Overlooked heavy metal-induced natural organic matter property transformation and its positively resultant interaction with membrane surface

Heavy metals (HMs), which pose significant ecological and human health risks, spontaneously interact with ubiquitous natural organic matter (NOM) in aquatic environments, forming aggregates with distinct physicochemical properties from their precursors. However, the implications of these altered properties on membrane-based advanced water treatment have been largely overlooked. Herein, the HMs-NOM complexation mode and their interaction mechanisms with ultrafiltration membranes were explored. The results demonstrated that HMs primarily modified both the dipole moment and electron-donating capacity of NOM, thereby affecting its hydrophilicity and interfacial filtration performance.
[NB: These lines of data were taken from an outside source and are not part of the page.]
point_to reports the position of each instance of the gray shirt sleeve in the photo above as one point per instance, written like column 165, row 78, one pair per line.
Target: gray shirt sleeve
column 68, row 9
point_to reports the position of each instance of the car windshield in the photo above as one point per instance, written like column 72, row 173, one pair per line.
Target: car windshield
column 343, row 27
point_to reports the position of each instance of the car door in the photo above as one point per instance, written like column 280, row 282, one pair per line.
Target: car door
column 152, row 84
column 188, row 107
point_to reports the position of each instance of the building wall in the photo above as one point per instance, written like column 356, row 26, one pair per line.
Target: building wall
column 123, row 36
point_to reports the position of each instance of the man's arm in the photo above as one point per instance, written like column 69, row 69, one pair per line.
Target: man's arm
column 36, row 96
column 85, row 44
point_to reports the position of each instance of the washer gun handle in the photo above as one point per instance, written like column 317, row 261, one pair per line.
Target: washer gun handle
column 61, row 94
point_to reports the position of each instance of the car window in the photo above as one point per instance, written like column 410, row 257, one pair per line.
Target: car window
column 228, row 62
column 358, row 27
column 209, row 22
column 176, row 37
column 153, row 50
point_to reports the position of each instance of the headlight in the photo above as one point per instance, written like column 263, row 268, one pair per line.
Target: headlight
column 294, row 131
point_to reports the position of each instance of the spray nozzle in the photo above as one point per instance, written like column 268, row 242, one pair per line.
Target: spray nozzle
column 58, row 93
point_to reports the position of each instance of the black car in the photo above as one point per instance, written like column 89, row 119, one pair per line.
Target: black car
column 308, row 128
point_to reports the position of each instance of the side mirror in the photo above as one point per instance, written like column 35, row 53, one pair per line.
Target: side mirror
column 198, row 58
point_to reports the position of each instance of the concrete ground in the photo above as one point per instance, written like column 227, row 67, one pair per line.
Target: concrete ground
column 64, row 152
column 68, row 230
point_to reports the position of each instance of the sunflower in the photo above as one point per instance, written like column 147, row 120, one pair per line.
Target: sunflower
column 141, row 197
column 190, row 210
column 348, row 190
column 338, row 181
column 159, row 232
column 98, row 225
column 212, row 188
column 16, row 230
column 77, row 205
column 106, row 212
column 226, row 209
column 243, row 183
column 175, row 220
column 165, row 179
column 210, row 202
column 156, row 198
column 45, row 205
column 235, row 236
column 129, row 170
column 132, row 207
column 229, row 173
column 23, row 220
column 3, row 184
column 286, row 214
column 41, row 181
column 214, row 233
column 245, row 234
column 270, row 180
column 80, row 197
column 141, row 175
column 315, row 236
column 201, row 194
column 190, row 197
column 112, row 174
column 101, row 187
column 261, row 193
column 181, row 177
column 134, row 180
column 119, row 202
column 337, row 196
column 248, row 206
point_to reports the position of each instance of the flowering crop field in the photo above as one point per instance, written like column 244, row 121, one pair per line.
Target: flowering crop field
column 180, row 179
Moreover, electrostatic complexation and bridging between HMs and NOM facilitated partial HMs retention and NOM removal. The extended Derjaguin-Landau-Verwey-Overbeek theory revealed that HMs elevated interfacial energy barriers between membranes and humic acid/sodium alginate, as well as among NOM aggregates, promoting looser fouling layer formation and mitigating irreversible fouling. For HMs and protein co-contamination systems, membrane flux improvement principally originated from protein secondary structures disorder rather than interfacial interactions. The filtration performance of Songhua River water further verified the potential exploration value of this study for membrane-based HMs contaminated water treatment.